Hal yang tak kalah penting dalam mengembangkan keilmuan adalah tulis-menulis. Tulis-menulis sangat luas penjabarannya dan sangat bervariasi. Semisal: karya ilmiyah, cerpen, puisi dsb. Hal ini telah disinggung di paragrap sebelumnya. Setelah membaca lebih afdlolnya kita menulis sedikit resume dari apa yang kita baca. Karena itu mencoba pemahaman kita terhadap apa yang telah kita baca.

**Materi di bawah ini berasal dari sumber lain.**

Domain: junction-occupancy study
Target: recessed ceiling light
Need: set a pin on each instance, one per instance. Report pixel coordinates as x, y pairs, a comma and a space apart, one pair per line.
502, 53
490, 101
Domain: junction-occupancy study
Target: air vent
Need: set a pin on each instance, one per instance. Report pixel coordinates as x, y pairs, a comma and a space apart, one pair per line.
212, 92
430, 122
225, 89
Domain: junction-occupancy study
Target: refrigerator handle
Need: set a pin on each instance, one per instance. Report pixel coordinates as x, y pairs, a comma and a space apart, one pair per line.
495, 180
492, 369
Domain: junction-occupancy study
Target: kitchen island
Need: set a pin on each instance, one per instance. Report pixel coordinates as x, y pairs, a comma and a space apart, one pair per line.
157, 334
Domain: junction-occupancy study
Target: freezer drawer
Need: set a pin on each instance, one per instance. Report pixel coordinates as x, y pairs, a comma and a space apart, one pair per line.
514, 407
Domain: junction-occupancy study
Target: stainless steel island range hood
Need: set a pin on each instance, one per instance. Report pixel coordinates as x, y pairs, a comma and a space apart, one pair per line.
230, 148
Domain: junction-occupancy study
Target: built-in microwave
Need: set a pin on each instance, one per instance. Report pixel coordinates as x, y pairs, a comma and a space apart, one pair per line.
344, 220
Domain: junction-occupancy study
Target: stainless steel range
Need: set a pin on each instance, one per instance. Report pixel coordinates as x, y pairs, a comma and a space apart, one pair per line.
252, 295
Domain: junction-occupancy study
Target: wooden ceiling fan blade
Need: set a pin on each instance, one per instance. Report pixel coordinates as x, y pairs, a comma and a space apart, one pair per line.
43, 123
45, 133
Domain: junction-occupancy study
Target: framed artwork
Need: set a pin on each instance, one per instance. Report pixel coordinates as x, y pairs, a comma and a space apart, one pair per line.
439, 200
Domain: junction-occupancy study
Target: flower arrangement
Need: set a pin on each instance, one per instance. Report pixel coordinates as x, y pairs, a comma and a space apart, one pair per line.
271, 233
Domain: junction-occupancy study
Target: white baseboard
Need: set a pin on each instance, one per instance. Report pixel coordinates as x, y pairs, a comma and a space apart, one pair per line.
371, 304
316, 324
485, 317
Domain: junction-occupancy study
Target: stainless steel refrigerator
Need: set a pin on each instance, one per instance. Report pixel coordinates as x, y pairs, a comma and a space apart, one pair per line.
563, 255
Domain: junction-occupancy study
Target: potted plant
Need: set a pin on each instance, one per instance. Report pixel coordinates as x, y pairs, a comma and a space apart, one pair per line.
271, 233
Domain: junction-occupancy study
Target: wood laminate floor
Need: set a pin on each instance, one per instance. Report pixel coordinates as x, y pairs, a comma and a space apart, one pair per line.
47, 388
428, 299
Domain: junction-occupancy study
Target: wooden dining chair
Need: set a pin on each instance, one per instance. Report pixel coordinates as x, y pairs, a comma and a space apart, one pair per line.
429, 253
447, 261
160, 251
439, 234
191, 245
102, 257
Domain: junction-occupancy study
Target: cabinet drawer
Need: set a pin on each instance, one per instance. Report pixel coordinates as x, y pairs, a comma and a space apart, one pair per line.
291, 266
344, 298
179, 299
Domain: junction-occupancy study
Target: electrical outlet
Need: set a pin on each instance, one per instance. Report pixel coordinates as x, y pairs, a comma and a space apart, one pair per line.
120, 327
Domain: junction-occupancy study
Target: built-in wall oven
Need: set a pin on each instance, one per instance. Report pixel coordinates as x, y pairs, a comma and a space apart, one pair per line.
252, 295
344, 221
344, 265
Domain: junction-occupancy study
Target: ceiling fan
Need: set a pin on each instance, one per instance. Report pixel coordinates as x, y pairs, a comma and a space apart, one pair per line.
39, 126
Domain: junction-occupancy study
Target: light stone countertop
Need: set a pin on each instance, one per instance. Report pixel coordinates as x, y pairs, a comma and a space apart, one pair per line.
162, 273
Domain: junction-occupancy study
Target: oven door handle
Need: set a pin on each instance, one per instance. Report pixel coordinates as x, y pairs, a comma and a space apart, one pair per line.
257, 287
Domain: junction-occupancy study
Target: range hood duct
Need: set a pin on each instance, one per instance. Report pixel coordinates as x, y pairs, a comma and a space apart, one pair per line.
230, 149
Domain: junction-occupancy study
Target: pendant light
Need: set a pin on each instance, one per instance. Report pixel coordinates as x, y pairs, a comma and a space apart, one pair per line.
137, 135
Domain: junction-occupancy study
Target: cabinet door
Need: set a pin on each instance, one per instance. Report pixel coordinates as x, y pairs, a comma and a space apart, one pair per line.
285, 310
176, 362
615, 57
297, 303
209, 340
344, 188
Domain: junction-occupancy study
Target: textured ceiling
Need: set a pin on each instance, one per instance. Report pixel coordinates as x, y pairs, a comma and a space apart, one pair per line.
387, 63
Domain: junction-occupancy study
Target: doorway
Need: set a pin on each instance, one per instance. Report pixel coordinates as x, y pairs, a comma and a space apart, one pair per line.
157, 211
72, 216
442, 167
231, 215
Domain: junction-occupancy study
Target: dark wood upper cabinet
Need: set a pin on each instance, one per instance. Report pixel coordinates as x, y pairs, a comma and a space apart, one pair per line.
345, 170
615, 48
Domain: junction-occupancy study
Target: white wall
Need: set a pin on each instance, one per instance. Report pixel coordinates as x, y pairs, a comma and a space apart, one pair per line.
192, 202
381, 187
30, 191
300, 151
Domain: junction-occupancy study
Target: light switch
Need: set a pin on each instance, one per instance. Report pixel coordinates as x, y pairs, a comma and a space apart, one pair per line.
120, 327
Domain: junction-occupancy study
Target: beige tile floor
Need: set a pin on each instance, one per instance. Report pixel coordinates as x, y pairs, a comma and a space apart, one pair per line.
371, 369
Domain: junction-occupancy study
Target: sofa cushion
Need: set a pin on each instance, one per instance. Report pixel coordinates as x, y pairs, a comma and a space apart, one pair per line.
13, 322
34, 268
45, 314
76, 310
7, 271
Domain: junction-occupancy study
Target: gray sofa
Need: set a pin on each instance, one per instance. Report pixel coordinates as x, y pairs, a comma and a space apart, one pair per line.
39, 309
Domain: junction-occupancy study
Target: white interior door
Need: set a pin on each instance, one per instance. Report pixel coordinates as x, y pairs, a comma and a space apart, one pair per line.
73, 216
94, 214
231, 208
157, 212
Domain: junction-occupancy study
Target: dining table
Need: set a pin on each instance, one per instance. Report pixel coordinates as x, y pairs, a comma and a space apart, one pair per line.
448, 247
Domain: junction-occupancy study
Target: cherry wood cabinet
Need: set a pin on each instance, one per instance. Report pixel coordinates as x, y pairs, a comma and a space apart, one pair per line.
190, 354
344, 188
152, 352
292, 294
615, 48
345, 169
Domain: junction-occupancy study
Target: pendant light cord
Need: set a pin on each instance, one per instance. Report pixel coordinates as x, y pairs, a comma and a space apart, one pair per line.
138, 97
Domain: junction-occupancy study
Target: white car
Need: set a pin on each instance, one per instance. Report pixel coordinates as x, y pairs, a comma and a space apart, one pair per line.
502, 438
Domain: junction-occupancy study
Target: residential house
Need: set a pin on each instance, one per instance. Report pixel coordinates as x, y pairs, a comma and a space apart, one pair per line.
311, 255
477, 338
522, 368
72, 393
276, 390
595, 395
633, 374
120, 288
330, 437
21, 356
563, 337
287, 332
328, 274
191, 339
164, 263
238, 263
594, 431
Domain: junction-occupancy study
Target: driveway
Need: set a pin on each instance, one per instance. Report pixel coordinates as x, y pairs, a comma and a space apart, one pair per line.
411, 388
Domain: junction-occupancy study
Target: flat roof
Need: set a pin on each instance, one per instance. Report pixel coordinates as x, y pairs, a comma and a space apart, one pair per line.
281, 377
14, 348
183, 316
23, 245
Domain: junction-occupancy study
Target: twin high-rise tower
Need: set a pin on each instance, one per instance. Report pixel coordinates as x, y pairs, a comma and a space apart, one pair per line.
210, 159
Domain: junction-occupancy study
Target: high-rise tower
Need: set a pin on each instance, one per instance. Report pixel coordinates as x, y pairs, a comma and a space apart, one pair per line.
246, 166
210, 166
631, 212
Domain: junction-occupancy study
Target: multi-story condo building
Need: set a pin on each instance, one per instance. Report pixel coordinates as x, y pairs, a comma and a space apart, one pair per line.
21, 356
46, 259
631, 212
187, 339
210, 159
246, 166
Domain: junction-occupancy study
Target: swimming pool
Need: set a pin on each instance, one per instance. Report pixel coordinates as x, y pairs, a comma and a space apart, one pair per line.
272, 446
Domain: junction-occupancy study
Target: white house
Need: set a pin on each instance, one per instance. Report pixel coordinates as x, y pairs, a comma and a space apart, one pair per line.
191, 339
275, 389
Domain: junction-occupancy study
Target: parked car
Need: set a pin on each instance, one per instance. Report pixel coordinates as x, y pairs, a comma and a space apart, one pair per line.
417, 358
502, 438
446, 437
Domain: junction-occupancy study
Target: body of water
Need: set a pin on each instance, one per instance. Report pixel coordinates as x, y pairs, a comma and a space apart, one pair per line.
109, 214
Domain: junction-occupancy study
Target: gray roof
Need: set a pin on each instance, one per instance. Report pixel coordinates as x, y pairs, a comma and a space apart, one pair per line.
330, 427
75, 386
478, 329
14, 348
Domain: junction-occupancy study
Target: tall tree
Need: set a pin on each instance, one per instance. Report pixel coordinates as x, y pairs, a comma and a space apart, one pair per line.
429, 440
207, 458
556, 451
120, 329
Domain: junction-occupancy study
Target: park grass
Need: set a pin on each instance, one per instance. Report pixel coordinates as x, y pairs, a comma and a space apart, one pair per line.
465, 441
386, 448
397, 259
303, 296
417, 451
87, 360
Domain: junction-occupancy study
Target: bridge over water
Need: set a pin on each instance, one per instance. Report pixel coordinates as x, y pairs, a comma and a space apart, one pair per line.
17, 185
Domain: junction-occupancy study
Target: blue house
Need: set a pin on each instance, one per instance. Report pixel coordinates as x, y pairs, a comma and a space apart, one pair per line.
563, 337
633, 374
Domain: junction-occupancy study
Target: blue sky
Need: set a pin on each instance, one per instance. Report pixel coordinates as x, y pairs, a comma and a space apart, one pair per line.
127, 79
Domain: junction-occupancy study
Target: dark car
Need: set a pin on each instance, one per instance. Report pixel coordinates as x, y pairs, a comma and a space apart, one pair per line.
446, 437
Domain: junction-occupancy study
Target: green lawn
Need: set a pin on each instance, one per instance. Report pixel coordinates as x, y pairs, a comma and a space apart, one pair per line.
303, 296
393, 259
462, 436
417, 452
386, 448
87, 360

Pernah ulama’ kita di zaman klasik yaitu, Imam Syafi’ie, berkata, “Ilmu itu bagaikan binatang buruan. Maka ikatlah binatang buruanmu (ilmu) dengan tulisan, walaupun hanya di dinding.” Dari perkataan tadi kita dapat mengambil hikmah dan mengerjakannya sesuai saran diatas. Dan agar kapasitas keilmuwan dan kreativitas kita makin berkembang, kita patut mengikuti pesan dari perkataan Imam Syafi’i tadi. Ketika kita mengetahui beberapa kata sulit dalam bahasa arab, kita hanya menghapalkannya saja tanpa menuliskannya di buku. Saya yakin. Setelah beberapa bulan atau tahun kalimat-kalimat yang pernah kita hafal sebagian akan hilang memudar. Jauh dibandingkan dengan orang yang berpegang teguh terhadap perkataan Imam Syafi’i tadi. Ketika dia memperleh suatu ilmu, dia  akan menuliskannya di buku dan ketika ia lupa. Ia bisa melihat kembal ke catatan tersebut. Dalam tanda kutip, “hewan buruan tidak akan kabur jika kita mengikatnya dengan tali yang kuat”. Dalam artian suatu ilmu yang diikat (ditulis) dalam sebuah buku, maka ilmu itu tidak akan hilang meski waktu terus berputar.


*Santri kelas lll Intensif  A,  asal Bondowoso.